Speaker or Narrator, and Point of View
The unidentified speaker hedgingly makes connections between Eric Garner's past work with the Parks and Recreation Horticultural Department and the collective in the present.
Form and Meter
The fifteen lines of the poem are written in a single stanza with no delineated meter or rhyme scheme.
Metaphors and Similes
Alliteration and Assonance
Consonance:
-"Parks and Rec." (Line): The hard "c" sound repeats.
-"small and necessary creatures" (Line 11): The "s" sound repeats.
-"pleasant to touch" (Line 12): The "t" sound repeats.
Assonance:
-"perhaps, that with his very large hands" (Line 4): The "a" sound repeats.
Irony
There is irony in the fact that Eric Garner, who was killed when a police officer placed him in a chokehold, once worked at a job that required him to care for plants that, most likely to this day, help us all breathe.
Genre
Political Poetry, Elegy
Setting
The setting is unspecified, however the speaker describes the earth in which Garner placed the plants that continue to grow to this day.
Tone
Hesitating, Uncomfortable, Hopeful
Protagonist and Antagonist
The protagonist is Eric Garner.
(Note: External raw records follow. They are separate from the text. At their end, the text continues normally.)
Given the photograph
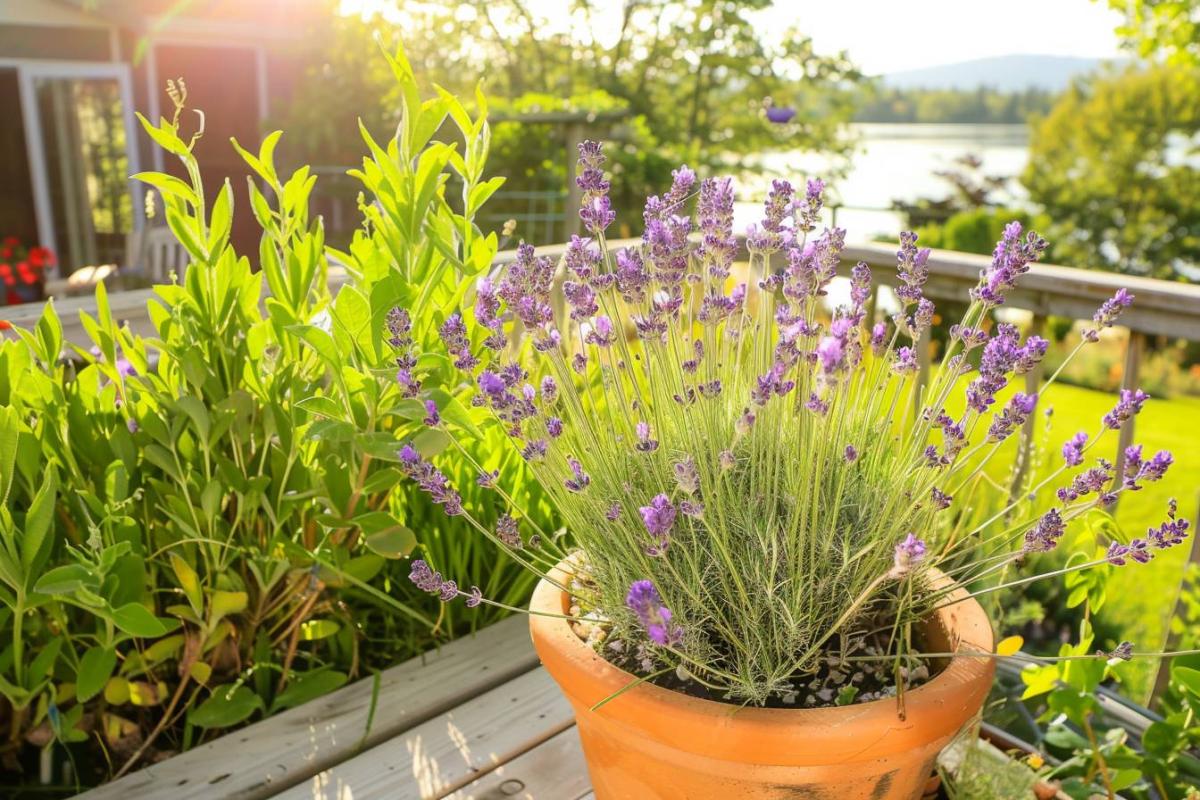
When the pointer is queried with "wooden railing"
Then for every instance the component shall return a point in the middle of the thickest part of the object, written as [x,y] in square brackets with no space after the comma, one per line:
[1161,308]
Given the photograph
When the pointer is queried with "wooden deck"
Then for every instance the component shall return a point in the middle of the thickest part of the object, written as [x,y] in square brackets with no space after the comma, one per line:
[478,719]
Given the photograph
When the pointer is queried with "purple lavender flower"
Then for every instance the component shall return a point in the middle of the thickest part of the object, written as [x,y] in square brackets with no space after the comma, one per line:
[1120,554]
[454,335]
[430,480]
[659,518]
[1108,313]
[687,477]
[507,531]
[1030,354]
[905,362]
[1150,470]
[1073,450]
[631,276]
[1012,416]
[999,358]
[912,268]
[432,419]
[646,602]
[940,499]
[427,579]
[487,313]
[1129,403]
[645,440]
[1045,534]
[549,390]
[597,214]
[579,480]
[971,337]
[1170,533]
[601,334]
[1123,651]
[909,553]
[1009,260]
[879,337]
[581,299]
[535,450]
[526,287]
[1091,481]
[714,211]
[809,209]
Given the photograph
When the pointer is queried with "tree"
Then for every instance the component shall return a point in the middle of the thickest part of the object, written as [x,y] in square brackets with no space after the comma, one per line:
[1169,28]
[695,77]
[1110,167]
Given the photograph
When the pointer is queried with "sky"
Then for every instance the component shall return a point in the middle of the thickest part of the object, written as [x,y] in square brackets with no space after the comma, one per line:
[893,35]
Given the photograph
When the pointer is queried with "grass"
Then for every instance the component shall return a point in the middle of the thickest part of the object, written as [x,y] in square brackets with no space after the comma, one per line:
[1141,597]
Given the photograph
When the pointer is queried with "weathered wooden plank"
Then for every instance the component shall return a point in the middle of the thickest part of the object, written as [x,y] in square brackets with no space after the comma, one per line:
[451,750]
[553,770]
[287,749]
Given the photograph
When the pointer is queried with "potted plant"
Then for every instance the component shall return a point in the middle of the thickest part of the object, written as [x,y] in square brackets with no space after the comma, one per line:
[762,591]
[22,271]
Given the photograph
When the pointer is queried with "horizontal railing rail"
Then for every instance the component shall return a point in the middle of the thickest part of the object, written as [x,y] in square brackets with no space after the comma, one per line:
[1162,307]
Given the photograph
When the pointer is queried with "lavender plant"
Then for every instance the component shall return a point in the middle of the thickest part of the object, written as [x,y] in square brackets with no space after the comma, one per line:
[748,480]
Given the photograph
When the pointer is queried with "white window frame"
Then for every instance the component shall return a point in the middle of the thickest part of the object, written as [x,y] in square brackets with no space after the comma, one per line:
[28,71]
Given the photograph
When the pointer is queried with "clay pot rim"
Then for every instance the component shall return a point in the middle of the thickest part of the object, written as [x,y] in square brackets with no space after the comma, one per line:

The antagonist is the systemic racism that led to his death at the hands of police.
Major Conflict
The major conflict of the poem is that Garner's life was cut short by a chokehold placed on him by a law enforcement officer. This alludes to the systemic racism that pervades society and kills people of color (particularly Black Americans) due to issues like police brutality.
Climax
The list of what plants do, described with the anaphora "like," gathers steam until the final climax of the poem: "like making it easier / for us to breathe" (Line 15).
Foreshadowing
When the speaker mentions that Garner's plants likely continue to grow, this foreshadows (to a reader who is knowledgable about the context in which Garner died, deprived of breath) that they continue to provide the air we breathe.
Understatement
The use of hedging phrases and the insistence on a "small" needful fact create an understatement.
Allusions
The use of the word "needful" in the title, and the poem's focus on breath, allude to Robert Hayden's poem "Frederick Douglass," where freedom is "needful to man as air" (Line 2).